Light on Different Wavelengths
Our sun generates a lot of energy that is released into our galaxy, some of which penetrates Earth’s atmosphere. This energy is known as the electromagnetic spectrum and is made up of many types of ‘waves.’ We measure these waves in nanometres (nm) which equate to 1 billionth of a metre. The electromagnetic spectrum ranges from X-rays (2nm) to radio waves (10 metres). In between these two extremes, we find sunlight, and we refer to this as the solar spectrum.
Sunlight is made up of a blend of just three energy waves: ultraviolet (UV) radiation, visible light, and infrared radiation. We categorise these according to wavelength:
Ultraviolet A, B, C
% of the Solar Spectrum: 5.4
% of the Solar Spectrum: 62.7
% of the Solar Spectrum: 31.9
Within the ‘Visible Light’ range (light that can be seen by the human eye), wavelengths will correspond to different colours.
Each of these waves plays an essential role in the survival of all living organisms and in the maintenance of our planet itself. Infrared radiation, for example, supplies our earth with enough heat to support habitats and ecosystems. Plants harness and convert light energy from the Sun into chemical energy, which fuels our food chains and produces life-sustaining oxygen through photosynthesis.
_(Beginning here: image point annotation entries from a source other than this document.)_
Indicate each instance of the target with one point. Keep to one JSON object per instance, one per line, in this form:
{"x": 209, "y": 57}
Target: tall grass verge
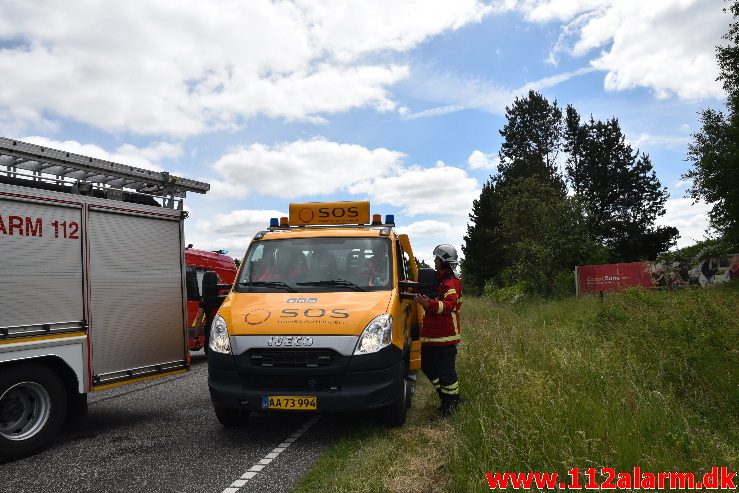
{"x": 641, "y": 379}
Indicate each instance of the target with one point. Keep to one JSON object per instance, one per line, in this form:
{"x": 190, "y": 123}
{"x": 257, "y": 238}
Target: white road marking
{"x": 257, "y": 468}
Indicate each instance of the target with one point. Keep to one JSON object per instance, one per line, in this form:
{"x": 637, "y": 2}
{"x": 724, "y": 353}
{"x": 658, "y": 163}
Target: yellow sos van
{"x": 320, "y": 318}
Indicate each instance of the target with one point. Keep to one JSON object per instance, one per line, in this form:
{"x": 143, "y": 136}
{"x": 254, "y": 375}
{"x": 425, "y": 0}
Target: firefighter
{"x": 441, "y": 330}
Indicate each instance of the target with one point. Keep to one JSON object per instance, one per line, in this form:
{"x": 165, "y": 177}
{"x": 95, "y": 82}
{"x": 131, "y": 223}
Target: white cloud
{"x": 128, "y": 154}
{"x": 480, "y": 160}
{"x": 691, "y": 219}
{"x": 662, "y": 141}
{"x": 185, "y": 67}
{"x": 231, "y": 231}
{"x": 440, "y": 190}
{"x": 667, "y": 46}
{"x": 300, "y": 168}
{"x": 459, "y": 92}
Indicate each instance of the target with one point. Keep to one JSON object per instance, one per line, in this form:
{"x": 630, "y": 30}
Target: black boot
{"x": 449, "y": 404}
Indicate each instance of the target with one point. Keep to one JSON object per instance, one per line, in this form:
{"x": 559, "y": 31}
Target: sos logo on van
{"x": 329, "y": 213}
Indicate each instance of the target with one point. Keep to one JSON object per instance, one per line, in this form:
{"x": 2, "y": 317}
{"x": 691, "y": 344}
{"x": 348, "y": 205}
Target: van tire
{"x": 395, "y": 414}
{"x": 229, "y": 417}
{"x": 33, "y": 406}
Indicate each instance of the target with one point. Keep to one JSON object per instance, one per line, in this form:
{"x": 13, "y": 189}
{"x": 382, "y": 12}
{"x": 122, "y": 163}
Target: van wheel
{"x": 395, "y": 414}
{"x": 231, "y": 417}
{"x": 33, "y": 405}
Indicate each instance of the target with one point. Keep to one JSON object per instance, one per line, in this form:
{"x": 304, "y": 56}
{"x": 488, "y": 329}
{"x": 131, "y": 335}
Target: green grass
{"x": 642, "y": 379}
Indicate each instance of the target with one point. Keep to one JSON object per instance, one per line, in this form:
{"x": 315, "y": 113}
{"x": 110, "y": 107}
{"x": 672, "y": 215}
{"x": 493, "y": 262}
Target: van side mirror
{"x": 427, "y": 283}
{"x": 408, "y": 289}
{"x": 212, "y": 297}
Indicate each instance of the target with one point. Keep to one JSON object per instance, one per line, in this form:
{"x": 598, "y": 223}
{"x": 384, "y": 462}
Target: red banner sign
{"x": 613, "y": 277}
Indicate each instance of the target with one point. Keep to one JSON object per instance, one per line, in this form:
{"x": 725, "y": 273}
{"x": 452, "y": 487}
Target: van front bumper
{"x": 349, "y": 384}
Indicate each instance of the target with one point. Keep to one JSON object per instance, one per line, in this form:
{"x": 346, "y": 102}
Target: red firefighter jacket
{"x": 441, "y": 325}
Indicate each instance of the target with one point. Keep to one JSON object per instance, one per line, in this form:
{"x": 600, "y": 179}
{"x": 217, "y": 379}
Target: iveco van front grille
{"x": 291, "y": 358}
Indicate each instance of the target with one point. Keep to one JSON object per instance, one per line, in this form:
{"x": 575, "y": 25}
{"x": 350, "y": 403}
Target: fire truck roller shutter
{"x": 136, "y": 286}
{"x": 41, "y": 281}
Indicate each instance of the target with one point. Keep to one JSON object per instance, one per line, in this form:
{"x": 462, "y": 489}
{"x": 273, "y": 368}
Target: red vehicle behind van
{"x": 203, "y": 299}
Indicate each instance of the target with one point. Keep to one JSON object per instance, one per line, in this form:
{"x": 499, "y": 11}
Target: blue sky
{"x": 396, "y": 102}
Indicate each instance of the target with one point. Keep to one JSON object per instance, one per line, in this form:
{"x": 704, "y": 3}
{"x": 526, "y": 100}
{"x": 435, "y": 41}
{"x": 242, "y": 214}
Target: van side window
{"x": 402, "y": 270}
{"x": 192, "y": 284}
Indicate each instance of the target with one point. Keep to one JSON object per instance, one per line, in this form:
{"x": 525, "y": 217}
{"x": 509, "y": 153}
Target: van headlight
{"x": 376, "y": 335}
{"x": 219, "y": 340}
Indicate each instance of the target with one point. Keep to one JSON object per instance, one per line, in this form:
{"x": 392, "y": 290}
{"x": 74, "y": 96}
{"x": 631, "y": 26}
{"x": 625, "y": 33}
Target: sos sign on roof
{"x": 313, "y": 213}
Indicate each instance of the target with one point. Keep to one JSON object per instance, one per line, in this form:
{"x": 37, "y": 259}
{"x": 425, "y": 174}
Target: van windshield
{"x": 317, "y": 265}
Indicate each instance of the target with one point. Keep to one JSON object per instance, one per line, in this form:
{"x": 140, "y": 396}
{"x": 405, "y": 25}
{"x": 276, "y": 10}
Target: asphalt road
{"x": 161, "y": 436}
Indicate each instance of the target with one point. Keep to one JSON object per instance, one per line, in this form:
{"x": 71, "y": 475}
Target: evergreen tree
{"x": 618, "y": 188}
{"x": 715, "y": 149}
{"x": 531, "y": 140}
{"x": 483, "y": 248}
{"x": 544, "y": 232}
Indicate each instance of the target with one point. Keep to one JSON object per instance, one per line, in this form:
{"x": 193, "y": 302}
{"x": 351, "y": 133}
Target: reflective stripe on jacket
{"x": 441, "y": 323}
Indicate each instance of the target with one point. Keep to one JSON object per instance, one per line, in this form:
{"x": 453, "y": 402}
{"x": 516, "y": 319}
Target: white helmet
{"x": 446, "y": 253}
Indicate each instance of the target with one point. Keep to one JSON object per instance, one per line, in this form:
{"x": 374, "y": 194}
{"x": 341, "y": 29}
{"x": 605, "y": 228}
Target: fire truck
{"x": 321, "y": 318}
{"x": 209, "y": 274}
{"x": 92, "y": 285}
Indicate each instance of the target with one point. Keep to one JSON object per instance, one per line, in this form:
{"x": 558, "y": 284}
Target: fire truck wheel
{"x": 33, "y": 405}
{"x": 231, "y": 417}
{"x": 394, "y": 415}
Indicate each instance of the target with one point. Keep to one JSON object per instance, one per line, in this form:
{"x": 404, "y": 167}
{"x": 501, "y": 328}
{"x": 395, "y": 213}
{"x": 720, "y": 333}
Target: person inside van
{"x": 376, "y": 266}
{"x": 288, "y": 265}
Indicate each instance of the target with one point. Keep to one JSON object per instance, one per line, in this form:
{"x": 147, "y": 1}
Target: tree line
{"x": 571, "y": 191}
{"x": 533, "y": 222}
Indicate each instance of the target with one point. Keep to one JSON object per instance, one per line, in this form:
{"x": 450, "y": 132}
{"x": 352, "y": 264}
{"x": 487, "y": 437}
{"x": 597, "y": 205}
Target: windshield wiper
{"x": 268, "y": 284}
{"x": 333, "y": 282}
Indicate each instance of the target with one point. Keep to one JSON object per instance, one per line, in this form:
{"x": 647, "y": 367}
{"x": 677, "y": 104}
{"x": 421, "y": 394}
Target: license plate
{"x": 290, "y": 402}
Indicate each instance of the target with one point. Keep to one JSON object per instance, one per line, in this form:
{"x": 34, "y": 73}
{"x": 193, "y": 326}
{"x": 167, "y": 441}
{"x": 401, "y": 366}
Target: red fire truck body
{"x": 198, "y": 262}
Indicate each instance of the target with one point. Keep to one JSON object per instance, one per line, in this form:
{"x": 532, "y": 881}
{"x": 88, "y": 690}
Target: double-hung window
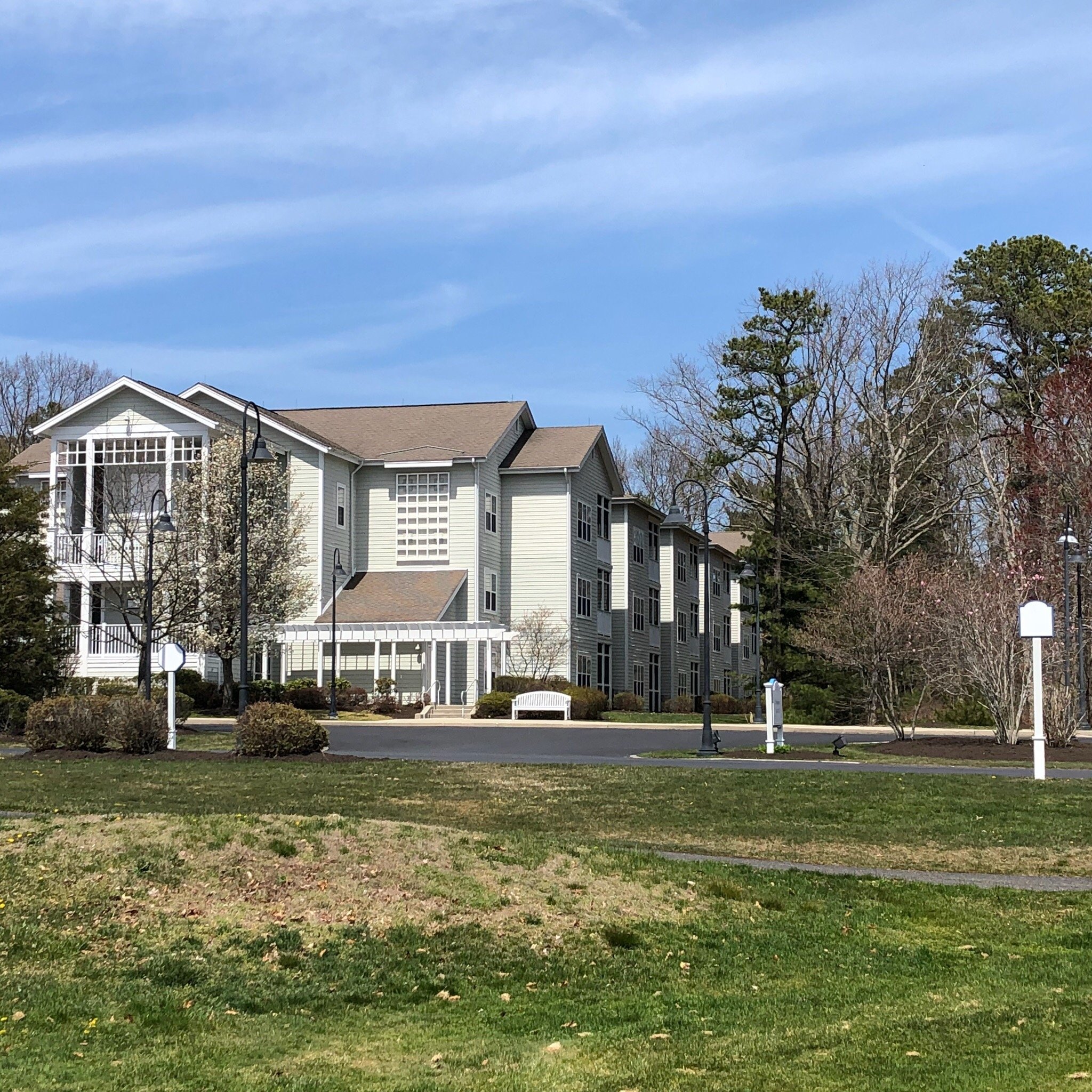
{"x": 653, "y": 606}
{"x": 583, "y": 598}
{"x": 583, "y": 671}
{"x": 583, "y": 521}
{"x": 422, "y": 513}
{"x": 603, "y": 516}
{"x": 603, "y": 668}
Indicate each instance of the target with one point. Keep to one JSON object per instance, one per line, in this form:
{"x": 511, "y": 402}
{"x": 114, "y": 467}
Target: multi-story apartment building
{"x": 452, "y": 522}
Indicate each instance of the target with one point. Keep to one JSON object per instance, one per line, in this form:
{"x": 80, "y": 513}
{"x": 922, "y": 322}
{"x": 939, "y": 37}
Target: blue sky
{"x": 354, "y": 201}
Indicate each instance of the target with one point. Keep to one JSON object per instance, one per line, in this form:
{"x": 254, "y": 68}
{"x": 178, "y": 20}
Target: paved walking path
{"x": 913, "y": 875}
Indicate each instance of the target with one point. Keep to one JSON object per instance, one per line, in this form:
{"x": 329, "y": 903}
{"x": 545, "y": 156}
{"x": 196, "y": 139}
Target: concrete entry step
{"x": 445, "y": 712}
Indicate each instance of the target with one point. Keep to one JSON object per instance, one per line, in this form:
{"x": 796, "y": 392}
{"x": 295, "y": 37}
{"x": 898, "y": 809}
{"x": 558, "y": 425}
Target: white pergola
{"x": 429, "y": 635}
Visible light helps illuminate the Earth, allowing us to see bright vibrant colours.
But there is a dark side to solar radiation.
Whilst research implicating infrared radiation in long-term skin damage is still being explored, UV and now the high energy portion of visible light (also known as HEV or blue light) are well known for contributing to skin damage. UV exposure results in DNA damage that increases skin cancer risk, whereas HEV exposure contributes to oxidative stress, hyperpigmentation and photoageing.